Aku menelan bubur suapan mama. "Mama udah lama datang kesini?" itu mama yang bertanya. Bertanya terhadap nenek.

"Iya tadi mama datang ke rumah kamu, tapi ternyata gak ada siapa-siapa. Kata pembantu kamu, kamu pergi ke rumah karena sakit cucu kesayanganku dibawa kesini" Aku memutar bola mata dengan malas mendengar jawabannya.

"Ya udah mama, Rania sama Elina duduk dulu aja. Aku mau nyuapin dulu Ale." Mereka mengikuti instruksi mama. Aku hanya berusaha menahan kegeramanku karena tinggkah mereka. Mereka sebenarnya hanya pura-pura baik, mereka melakukan itu karena ingin menarik simpati mama.

"Kak kamu beliin makanan ya buat nenek, tante Rania sama Elina" Kak Leo menganggukan kepala. Kemudian berlalu meninggalkan ruangan menuju mini market untuk membeli makanan.

Pintu ruangan kembali terbuka, menampilkan wanita berjas putih tak lupa sneli yang menggantung di lehernya. Dokter itu tersenyum lembut kemudian meminta izin untuk memeriksaku. Mama sedikit menyingkir memberikan ruang kepada dokter tersebut untuk memeriksaku.

Setelah selesai dengan tugasnya dan memeberitahukan penjelasan mengenai kesehatanku, dokter wanita dengan nama Siska yang tergantung pada papan nama didadanya itu meninggalkan ruangan. Aku berseru senang karena akhirnya aku terbebas dari ruangan bau obat-obatan ini. Dokter Siska mengatakan aku boleh pulang ke rumah ketika cairan infus yang menutrisiku habis. Senyuman penuh kelegaan juga terpatri indah dibibir mama dan pintu ruangan kembali terbuka menampilkan kak Leo yang membawa makanan untuk Nenek, tante Rania dan juga Elina.

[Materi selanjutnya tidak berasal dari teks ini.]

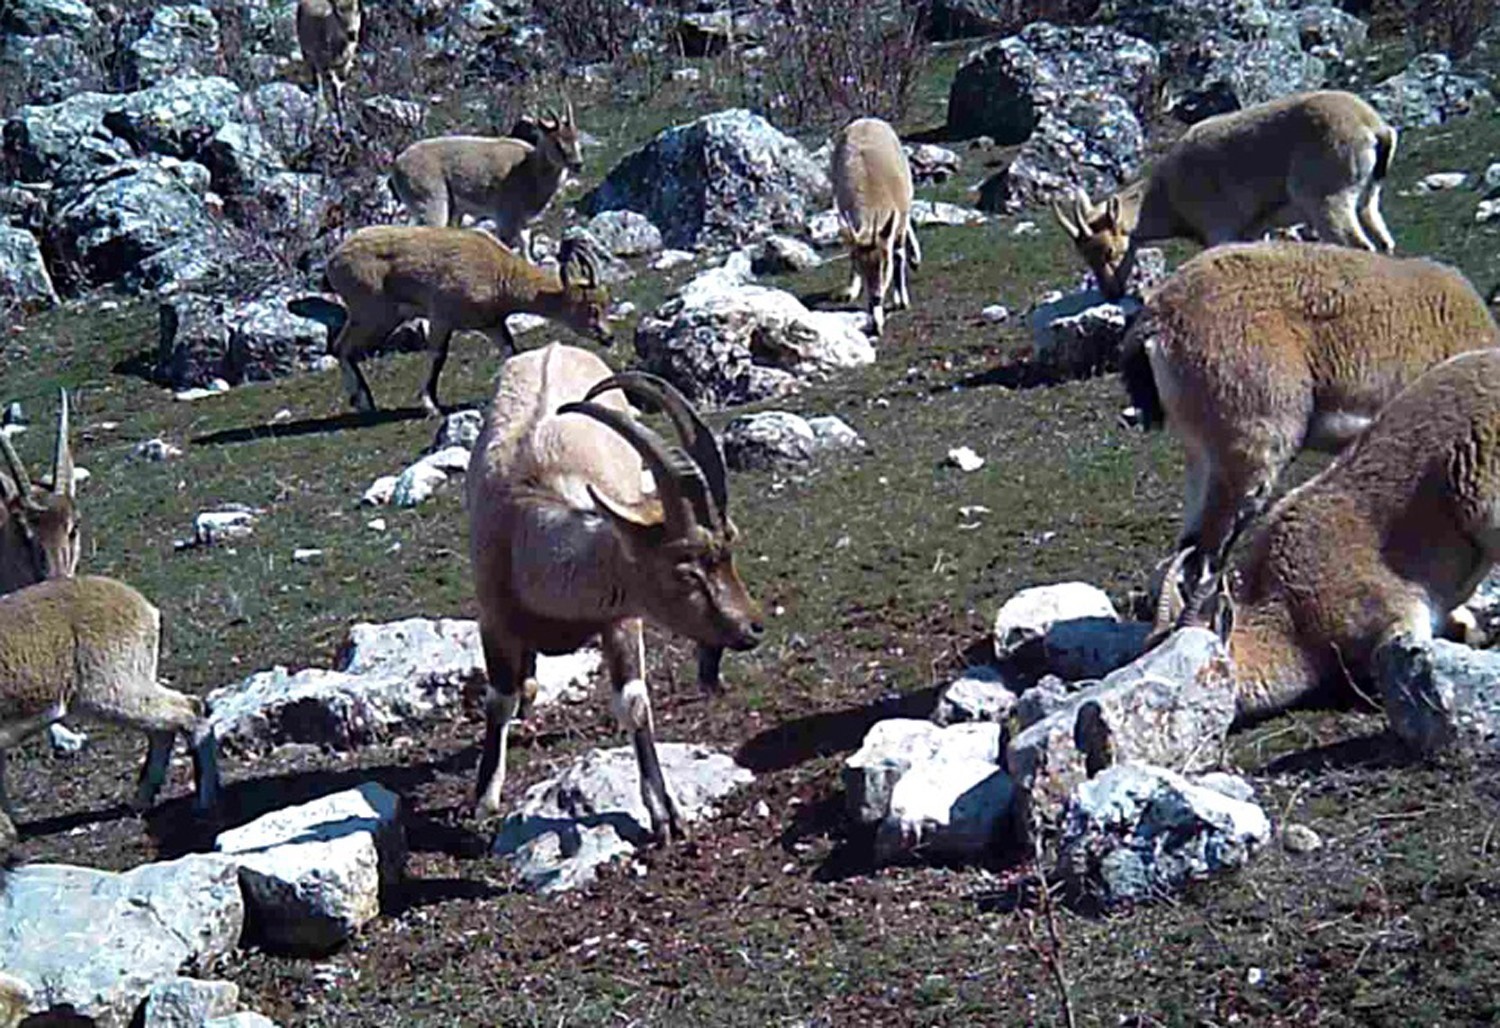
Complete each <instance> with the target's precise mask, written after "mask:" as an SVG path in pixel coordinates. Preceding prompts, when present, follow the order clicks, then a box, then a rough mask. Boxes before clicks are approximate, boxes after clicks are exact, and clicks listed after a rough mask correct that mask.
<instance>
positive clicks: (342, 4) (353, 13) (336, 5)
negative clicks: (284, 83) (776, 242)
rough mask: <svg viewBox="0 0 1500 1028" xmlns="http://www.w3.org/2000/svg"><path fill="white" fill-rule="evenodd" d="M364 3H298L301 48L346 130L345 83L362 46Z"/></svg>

Mama membereskan semua barang-barang yang dibawa dari rumah dengan dibantu kak Leo . Mereka bertiga, tamu yang tak di undang itu tidak membantu sedikit pun. Padahal sudah menghabiskan makannya dan sekarang sibuk dengan kegiatannya masing-masing. Aku melirik mereka sinis, mereka yanng mengetahui kelakuanku menatap kembali padaku dengan tak kalah sinis.

Aku harus mempunyai stok kesabaran yang sangat luar biasa untuk menghadapi sikap ular mereka.

Dua jam kemudian.

Setelah membereskan barang yang dibawa dari rumah serta menyelesaikan administrasi, kami meninggalkan rumah sakit. Satu yang yang mengganjal di hatiku dari tadi. Mengapa para tamu tak di undang ini tak pulang-pulang, mereka memaksa ikut pulang menuju rumah mama dengan alasan capek perjalanan jauh dari Bogor menuju Bandung. Aku tahu itu hanya akal-akalan mereka saja karena tadi aku mendengar tujuan mereka sebenarnya bukan untuk berkunjung ke rumah mama, tapi berkunjung ke rumah tante Kania adik bungsu dari papa.